Sequences of combining characters (from Romanization of Cyrillic and Byzantine legal codes)

From: William Overington (WOverington@ngo.globalnet.co.uk)
Date: Wed Sep 18 2002 - 02:31:43 EDT


In the discussion about romanization of Cyrillic ligatures I asked how one
expresses in Unicode the ts ligature with a dot above.

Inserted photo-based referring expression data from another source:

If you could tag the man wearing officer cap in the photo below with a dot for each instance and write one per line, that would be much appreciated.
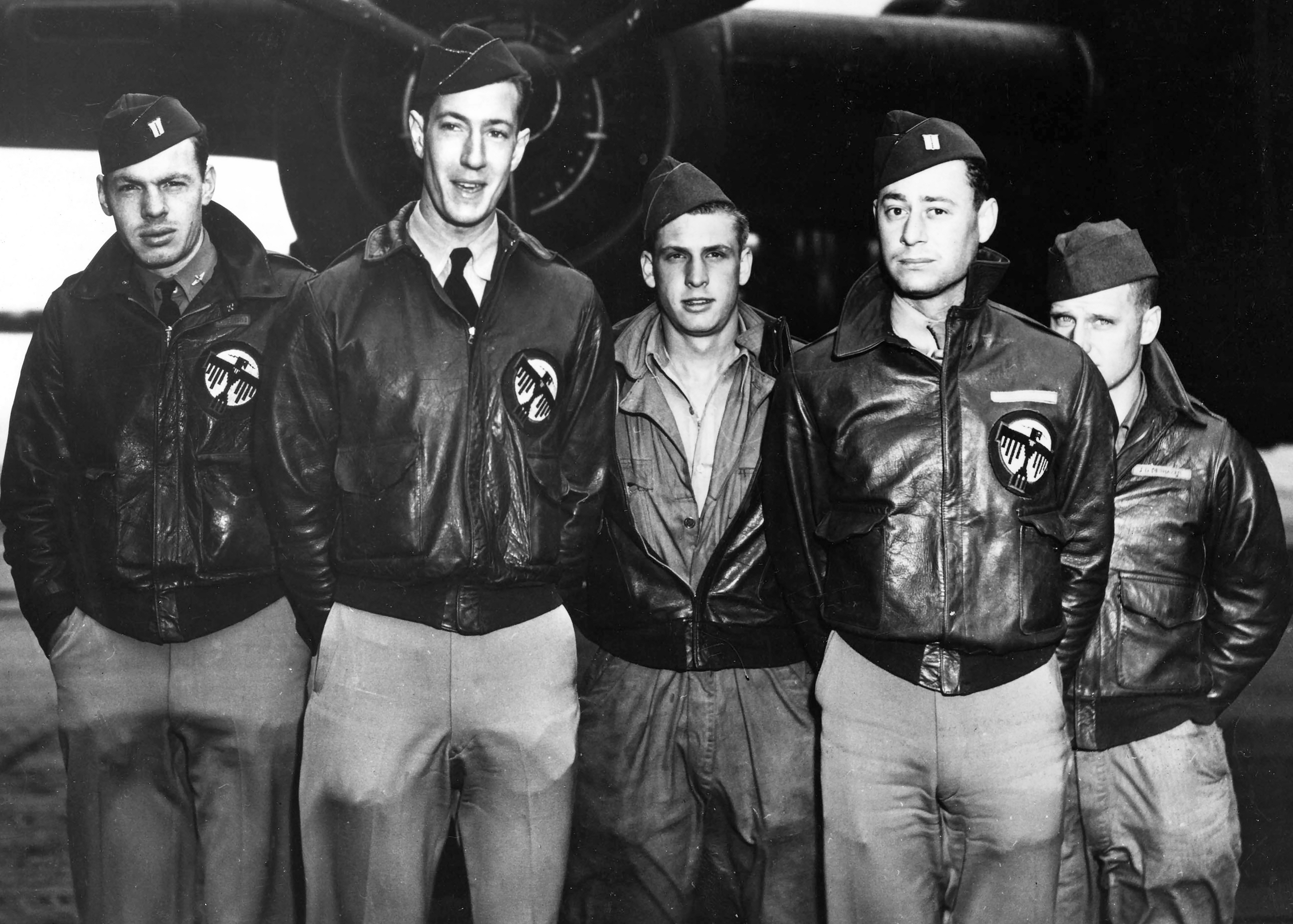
(696, 773)
(439, 426)
(1197, 603)
(140, 550)
(940, 472)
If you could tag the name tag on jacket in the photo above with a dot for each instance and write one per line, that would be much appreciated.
(1034, 395)
(1161, 472)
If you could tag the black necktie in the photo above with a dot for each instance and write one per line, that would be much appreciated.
(457, 284)
(168, 312)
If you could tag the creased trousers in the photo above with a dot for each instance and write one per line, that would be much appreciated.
(404, 720)
(935, 802)
(696, 798)
(181, 762)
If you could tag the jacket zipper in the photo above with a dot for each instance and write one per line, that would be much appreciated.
(475, 488)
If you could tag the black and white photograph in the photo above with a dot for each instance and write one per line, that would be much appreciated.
(646, 462)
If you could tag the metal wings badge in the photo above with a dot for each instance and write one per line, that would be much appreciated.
(531, 387)
(1023, 449)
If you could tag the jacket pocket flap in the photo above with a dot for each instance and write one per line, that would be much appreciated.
(376, 467)
(1169, 604)
(547, 472)
(1049, 524)
(842, 522)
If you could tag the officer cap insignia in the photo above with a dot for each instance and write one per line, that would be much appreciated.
(229, 376)
(1023, 449)
(466, 59)
(910, 144)
(531, 388)
(1096, 256)
(140, 126)
(673, 189)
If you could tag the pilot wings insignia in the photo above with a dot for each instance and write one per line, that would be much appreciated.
(531, 387)
(230, 374)
(1024, 447)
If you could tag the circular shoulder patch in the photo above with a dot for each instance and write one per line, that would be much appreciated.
(532, 388)
(1023, 446)
(229, 375)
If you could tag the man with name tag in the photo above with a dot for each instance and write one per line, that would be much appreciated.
(1197, 603)
(940, 477)
(140, 550)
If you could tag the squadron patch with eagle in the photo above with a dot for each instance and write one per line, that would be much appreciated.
(1023, 449)
(532, 388)
(228, 376)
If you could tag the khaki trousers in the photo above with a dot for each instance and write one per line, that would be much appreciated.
(402, 720)
(697, 798)
(1151, 833)
(180, 771)
(938, 803)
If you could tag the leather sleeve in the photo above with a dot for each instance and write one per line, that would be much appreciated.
(794, 500)
(1086, 480)
(295, 450)
(588, 442)
(1247, 571)
(35, 483)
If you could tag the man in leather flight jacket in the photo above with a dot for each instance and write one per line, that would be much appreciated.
(439, 429)
(939, 473)
(140, 550)
(1198, 600)
(696, 773)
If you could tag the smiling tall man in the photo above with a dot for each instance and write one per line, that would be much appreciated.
(142, 554)
(439, 427)
(939, 475)
(697, 792)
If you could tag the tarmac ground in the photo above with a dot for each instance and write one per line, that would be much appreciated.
(35, 884)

Regarding Ken's response to the Byzantine legal codes matter, it would
appear possible that the way that the ts ligature with a dot above for
romanization of Cyrillic could be represented in Unicode would be by the
following sequence.

t U+FE20 s U+FE21 U+0307

The ordinary ts ligature for romanization of Cyrillic being expressed as
follows.

t U+FE20 s U+FE21

The second example is from the recent thread on Romanized Cyrillic
bibliographic data.

In the recent thread about Byzantine legal codes, the following sequences
were suggested.

U+0069 U+0313 U+0301

U+0055 U+0313

The second of the above requiring a rendering different from what direct
reading of the Unicode specification might suggest.

Ken's reply seems to suggest that display of such sequences would be
renderer dependent or font dependent.

It appears to me that the ts ligature with a dot above, and a similar ng
ligature with a dot above, are already needed for the Library of Congress
romanization of Cyrillic system.

The following directory contains a lot of pdf files.

http://lcweb.loc.gov/catdir/cpso/romanization

The ts ligature with a dot above can be found on page 2 of the nonslav.pdf
file. The ng ligature with a dot above can be found on page 13 of the same
file.

Capital letter versions of the two ligatures are needed as well.

The two sequences U+0069 U+0313 U+0301 and U+0055 U+0313 mentioned above,
and possibly others, will be needed for the Byzantine legal codes.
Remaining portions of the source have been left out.